Well, my fears were groundless. MOONRISE KINGDOM is a simply wonderful film.  It is, of course, beautifully designed, rich in background detail, empathetically scored, and well-acted.  It affects a sweet yet knowing innocence - it's full of characters struggling to deal honestly with themselves and their loved ones - it deals with the darkest of emotions but it drips with hope - in friendship, in people doing the right thing - in family.  It's as if everything that began to feel so clichéd about Wes Anderson has finally been re-united with sincere emotion - and that this emotional authenticity has cut through the stagey-ness of the costumes, locations, soundtrack - and transformed a whimsical confection into something altogether more lasting, provocative and memorable.  It's as if Wes Anderson finally gave in and just told the story he always wanted to tell - about first love.

Suzy B (Kara Hayward) falls in love with an eagle-scout called Sam (Jared Gilman) one golden summer in 1965. The carefully hatched plan to leave together triggers a sequence of scrapes, jams, shenanigans, emotional revelations and deeds good and ill.  

Anderson perfectly captures that intensity of feeling when you're a kid and you feel nobody understands you apart from this one perfect person. Suzy's trying to escape her family - her kid brothers, her distant father (Bill Murray) and the mother (Frances McDormand) she suspects of sleeping with local policeman (Bruce Willis). Sam's an orphan and a misfit with a good heart. In one of the most affecting scenes, written in exact mimicry of how we speak at that age, Sam tells Suzy he loves her but she's talking nonsense for hating her parents. Suzy and Sam run away together.  They're at the age and living in the time when you're hold world fits into a suitcase, and you take your're favourite adventure stories rather than clothes. When you can place you're entire life into the hands of another person without second-guessing yourself.  

There's a deep vein of melancholy running through the film. Most of the adults seem desperately lonely, none moreso than Ed Norton's majestically decent scout leader.  The exception is the almost mechanical Social Services, played by Tilda Swinton with steely efficiency. But the kids are in their own world, where all things are possible, and where adults barely skim the surface, except as occasional constraints and only too rarely as facilitators. There's excitement and wonder and threat and crushing disappointment. As the movie builds to a pivotal final scene (superbly scored to Britten's Noye's Fludde) I realised that I deeply cared about these kids.  I wanted desperately to know what they happened to them, and not just to download the soundtrack they were listening to. It's been a long time, but we finally have a Wes Anderson movie that makes us feel as well as admire its surfaces.  

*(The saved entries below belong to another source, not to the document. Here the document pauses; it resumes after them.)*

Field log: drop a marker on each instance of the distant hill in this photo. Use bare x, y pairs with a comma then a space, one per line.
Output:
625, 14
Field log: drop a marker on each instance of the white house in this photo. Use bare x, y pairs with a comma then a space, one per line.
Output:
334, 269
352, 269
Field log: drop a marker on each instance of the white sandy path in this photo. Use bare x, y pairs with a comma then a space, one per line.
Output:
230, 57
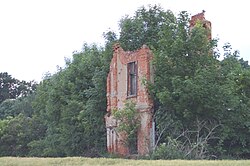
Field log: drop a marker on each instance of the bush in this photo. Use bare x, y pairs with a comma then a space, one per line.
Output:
171, 150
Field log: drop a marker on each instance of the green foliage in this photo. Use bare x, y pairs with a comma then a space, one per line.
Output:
17, 132
168, 151
201, 104
72, 104
144, 27
128, 120
11, 88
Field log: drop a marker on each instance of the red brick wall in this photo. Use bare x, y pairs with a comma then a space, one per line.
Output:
117, 95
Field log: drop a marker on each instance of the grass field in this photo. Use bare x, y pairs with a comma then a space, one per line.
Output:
77, 161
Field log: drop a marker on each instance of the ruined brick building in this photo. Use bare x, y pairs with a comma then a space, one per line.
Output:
128, 69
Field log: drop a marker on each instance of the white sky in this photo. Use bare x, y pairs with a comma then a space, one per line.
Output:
36, 35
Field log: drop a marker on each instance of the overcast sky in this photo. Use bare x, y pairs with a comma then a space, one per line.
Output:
36, 35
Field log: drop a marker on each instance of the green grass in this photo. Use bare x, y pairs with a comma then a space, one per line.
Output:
77, 161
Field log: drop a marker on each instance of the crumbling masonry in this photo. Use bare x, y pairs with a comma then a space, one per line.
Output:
127, 72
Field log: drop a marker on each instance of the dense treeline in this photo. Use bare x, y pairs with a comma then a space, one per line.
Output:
201, 103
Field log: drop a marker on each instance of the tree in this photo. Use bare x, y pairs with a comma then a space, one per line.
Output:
11, 88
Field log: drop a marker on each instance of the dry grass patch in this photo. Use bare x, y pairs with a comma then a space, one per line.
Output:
81, 161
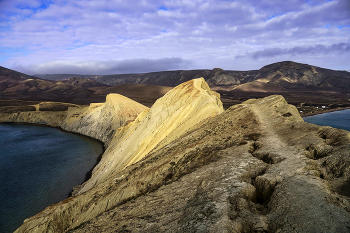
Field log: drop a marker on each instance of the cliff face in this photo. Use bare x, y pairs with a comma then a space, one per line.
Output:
186, 166
169, 118
99, 120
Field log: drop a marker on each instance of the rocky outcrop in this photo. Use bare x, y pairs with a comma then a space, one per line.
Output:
168, 119
98, 120
186, 166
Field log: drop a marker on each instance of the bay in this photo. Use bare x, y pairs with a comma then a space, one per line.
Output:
39, 166
337, 119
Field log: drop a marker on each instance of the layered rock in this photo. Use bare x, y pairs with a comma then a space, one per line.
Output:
98, 120
169, 118
186, 166
257, 167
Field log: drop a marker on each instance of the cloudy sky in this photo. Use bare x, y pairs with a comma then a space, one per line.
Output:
133, 36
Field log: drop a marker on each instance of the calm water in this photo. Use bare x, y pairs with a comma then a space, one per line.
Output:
39, 166
338, 119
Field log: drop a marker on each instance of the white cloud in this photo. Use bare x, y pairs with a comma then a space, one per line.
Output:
207, 32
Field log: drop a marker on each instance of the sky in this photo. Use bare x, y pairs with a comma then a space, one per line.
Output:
134, 36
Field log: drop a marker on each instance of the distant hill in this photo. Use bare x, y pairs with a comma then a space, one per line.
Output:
15, 85
285, 74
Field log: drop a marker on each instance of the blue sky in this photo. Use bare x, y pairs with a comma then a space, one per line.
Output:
119, 36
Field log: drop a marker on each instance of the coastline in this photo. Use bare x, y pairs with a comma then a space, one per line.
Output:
323, 111
89, 173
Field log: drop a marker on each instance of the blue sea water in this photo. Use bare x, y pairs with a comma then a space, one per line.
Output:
39, 166
338, 119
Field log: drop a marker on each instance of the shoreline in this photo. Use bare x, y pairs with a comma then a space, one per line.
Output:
323, 111
89, 173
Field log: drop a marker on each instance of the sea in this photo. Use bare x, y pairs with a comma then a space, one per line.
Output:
39, 166
337, 119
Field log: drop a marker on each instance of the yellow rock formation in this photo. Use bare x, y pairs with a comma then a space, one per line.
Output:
169, 118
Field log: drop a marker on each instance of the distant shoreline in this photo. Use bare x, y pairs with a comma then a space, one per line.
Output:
323, 111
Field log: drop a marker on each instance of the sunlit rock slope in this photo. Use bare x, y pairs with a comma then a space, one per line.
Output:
189, 167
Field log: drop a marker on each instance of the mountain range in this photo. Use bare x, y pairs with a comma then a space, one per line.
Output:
298, 83
188, 165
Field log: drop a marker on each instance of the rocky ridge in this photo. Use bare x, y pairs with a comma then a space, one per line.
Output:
256, 167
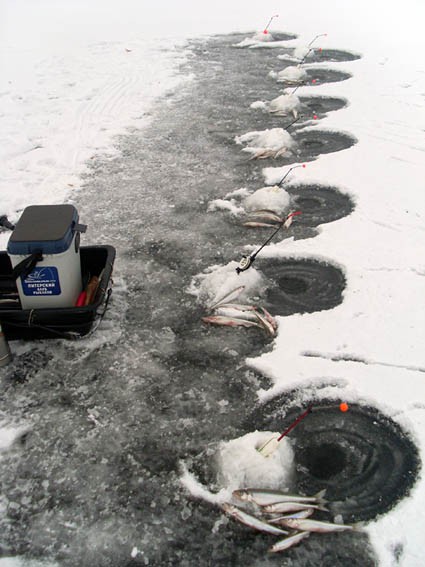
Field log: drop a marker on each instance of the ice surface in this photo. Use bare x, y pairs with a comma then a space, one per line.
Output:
377, 244
240, 464
291, 75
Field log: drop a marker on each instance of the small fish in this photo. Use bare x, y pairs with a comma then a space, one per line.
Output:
265, 215
308, 525
264, 497
301, 515
231, 294
288, 542
237, 306
269, 318
283, 507
229, 321
265, 324
250, 520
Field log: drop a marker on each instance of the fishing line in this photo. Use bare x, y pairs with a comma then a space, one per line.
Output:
270, 21
246, 261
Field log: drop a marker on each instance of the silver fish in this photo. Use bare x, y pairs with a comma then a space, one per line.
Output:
301, 515
229, 321
265, 215
237, 306
264, 497
284, 507
250, 520
308, 525
269, 318
256, 224
288, 542
265, 324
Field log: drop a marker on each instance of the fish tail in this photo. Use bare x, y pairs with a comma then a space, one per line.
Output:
320, 496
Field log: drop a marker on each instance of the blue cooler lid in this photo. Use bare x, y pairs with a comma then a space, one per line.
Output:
44, 228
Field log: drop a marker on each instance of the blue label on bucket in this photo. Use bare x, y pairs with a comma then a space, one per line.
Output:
41, 281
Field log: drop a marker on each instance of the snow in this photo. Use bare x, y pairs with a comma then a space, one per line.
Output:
65, 95
272, 198
241, 465
272, 140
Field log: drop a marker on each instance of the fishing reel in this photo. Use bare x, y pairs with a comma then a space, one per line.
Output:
244, 264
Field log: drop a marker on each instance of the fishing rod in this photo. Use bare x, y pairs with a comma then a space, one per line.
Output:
288, 172
247, 261
270, 21
317, 37
272, 444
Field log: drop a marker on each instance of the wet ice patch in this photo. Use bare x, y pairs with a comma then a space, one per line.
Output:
24, 562
267, 143
9, 434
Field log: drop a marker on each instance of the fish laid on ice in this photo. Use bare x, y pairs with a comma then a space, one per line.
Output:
230, 321
264, 497
295, 515
250, 520
266, 324
284, 507
288, 542
256, 224
308, 525
228, 297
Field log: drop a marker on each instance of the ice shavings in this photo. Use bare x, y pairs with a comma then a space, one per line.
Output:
272, 198
285, 104
218, 281
240, 464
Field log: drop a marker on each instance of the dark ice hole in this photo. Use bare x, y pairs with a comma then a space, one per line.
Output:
365, 461
323, 461
292, 285
301, 285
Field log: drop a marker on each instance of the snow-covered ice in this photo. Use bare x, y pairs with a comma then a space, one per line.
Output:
76, 74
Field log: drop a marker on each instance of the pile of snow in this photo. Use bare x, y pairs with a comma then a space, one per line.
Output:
218, 281
291, 75
285, 104
272, 198
240, 464
266, 143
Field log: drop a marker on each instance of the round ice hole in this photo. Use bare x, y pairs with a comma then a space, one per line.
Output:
301, 285
366, 461
292, 285
323, 461
319, 203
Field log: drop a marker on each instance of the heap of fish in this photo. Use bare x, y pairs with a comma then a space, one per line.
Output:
281, 514
266, 218
239, 315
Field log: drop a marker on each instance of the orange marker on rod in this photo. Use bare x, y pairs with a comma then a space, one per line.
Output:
270, 21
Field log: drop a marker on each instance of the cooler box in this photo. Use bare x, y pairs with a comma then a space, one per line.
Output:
54, 232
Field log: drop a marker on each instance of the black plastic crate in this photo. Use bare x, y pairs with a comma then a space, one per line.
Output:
60, 322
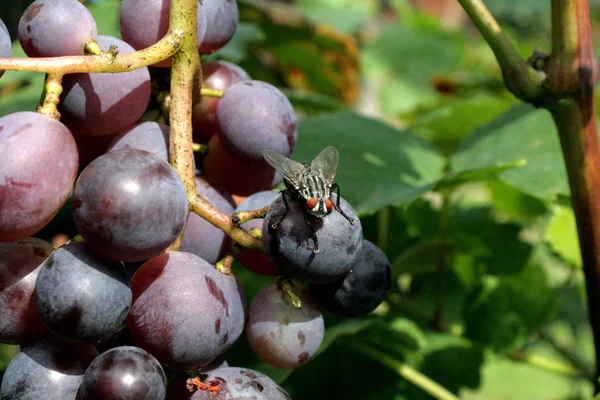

MOONRISE KINGDOM opened Cannes 2012. It is on release in France, Germany, Ireland, Turkey, the UK and he USA. It opens next weekend in Belgium, Iceland, Hungary and the Netherlands. It opens on June 6th in Sweden, on June 8th in Norway, on June 15th in Greece and Spain, on June 21st in Russia, on June 2nd in Portugal and Lithuania, on August 16th in Slovenia and Argentina and on August 30th in New Zealand.